On Monday afternoon, Boris Johnson will explain the detail of England's return to the "three-tier system" when lockdown ends on 2 December. It is reported pubs in tier three will stay shut except for takeaway. In tier two, only those serving meals can open. Last orders in all pubs will remain at 22:00 GMT, but customers will have an extra hour to drink up. The ban on outdoor grassroots sport is also set to be lifted in all tiers, following calls for this restriction to be eased. And mass testing will be introduced in all tier three areas.
Meanwhile, BBC Sport understands that outdoor sporting events in the lowest-risk areas will be allowed to admit up to 4,000 spectators in England from 2 December. There will be no crowds allowed at sport in the highest-risk areas. Details of which tier every region of England will be put into are expected on Thursday.
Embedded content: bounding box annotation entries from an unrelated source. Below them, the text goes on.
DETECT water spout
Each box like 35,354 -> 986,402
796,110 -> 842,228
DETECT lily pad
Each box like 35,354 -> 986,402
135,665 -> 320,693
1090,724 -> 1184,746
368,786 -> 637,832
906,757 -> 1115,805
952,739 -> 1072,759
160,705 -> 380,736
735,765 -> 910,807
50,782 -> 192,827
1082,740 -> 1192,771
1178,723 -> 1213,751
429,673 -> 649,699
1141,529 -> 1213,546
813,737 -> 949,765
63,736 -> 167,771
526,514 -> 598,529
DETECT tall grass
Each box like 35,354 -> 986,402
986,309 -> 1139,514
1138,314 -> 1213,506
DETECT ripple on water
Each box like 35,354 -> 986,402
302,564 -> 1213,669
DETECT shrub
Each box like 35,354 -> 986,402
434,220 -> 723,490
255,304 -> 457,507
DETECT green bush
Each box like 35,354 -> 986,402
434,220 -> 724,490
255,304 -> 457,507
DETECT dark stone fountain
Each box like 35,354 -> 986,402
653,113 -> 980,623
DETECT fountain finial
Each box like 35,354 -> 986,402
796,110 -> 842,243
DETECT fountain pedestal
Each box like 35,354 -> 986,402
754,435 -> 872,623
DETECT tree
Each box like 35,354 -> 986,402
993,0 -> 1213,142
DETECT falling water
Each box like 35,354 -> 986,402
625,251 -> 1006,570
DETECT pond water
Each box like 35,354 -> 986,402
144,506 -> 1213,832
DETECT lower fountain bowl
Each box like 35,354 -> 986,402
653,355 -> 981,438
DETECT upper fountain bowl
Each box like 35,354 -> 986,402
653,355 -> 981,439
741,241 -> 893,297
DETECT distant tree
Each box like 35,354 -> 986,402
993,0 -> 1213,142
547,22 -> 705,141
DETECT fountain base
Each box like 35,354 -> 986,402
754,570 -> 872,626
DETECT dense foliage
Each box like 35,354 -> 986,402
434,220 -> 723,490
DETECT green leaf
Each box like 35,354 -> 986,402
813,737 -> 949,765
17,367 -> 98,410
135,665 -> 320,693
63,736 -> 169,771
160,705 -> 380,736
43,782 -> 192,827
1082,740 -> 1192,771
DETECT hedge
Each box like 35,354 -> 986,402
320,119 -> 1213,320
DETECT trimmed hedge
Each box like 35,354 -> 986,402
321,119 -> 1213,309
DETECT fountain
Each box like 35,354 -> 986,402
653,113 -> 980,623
The prime minister is expected to make a statement to the House of Commons at about 15:30 GMT unveiling the plans for Covid-19 restrictions in England from 2 December. MPs will vote on these proposals later this week. More areas are set to be placed in the higher tiers - high risk or very high risk - after lockdown, No 10 has said. Gyms and non-essential shops have been closed in England since 5 November, but are expected to reopen in all areas. Gyms were previously allowed to open in tier three, despite initially being told to shut in some places.
The prime minister had hoped to announce arrangements for the Christmas period on Monday, but this has been delayed until at least Tuesday to allow the Scottish and Welsh governments to agree the plans. It comes after the Westminster government said the UK's four nations had backed plans to allow some household mixing "for a small number of days" over Christmas. One option that was discussed in meetings this weekend was that three households could be allowed to meet up for up to five days, according to the BBC's deputy political editor Vicki Young. Health Secretary Matt Hancock told BBC Radio 4's Today programme the government hoped to agree a "cautious, balanced approach" for Christmas "that can allow people to see their families, but also makes sure that we can keep the virus under control".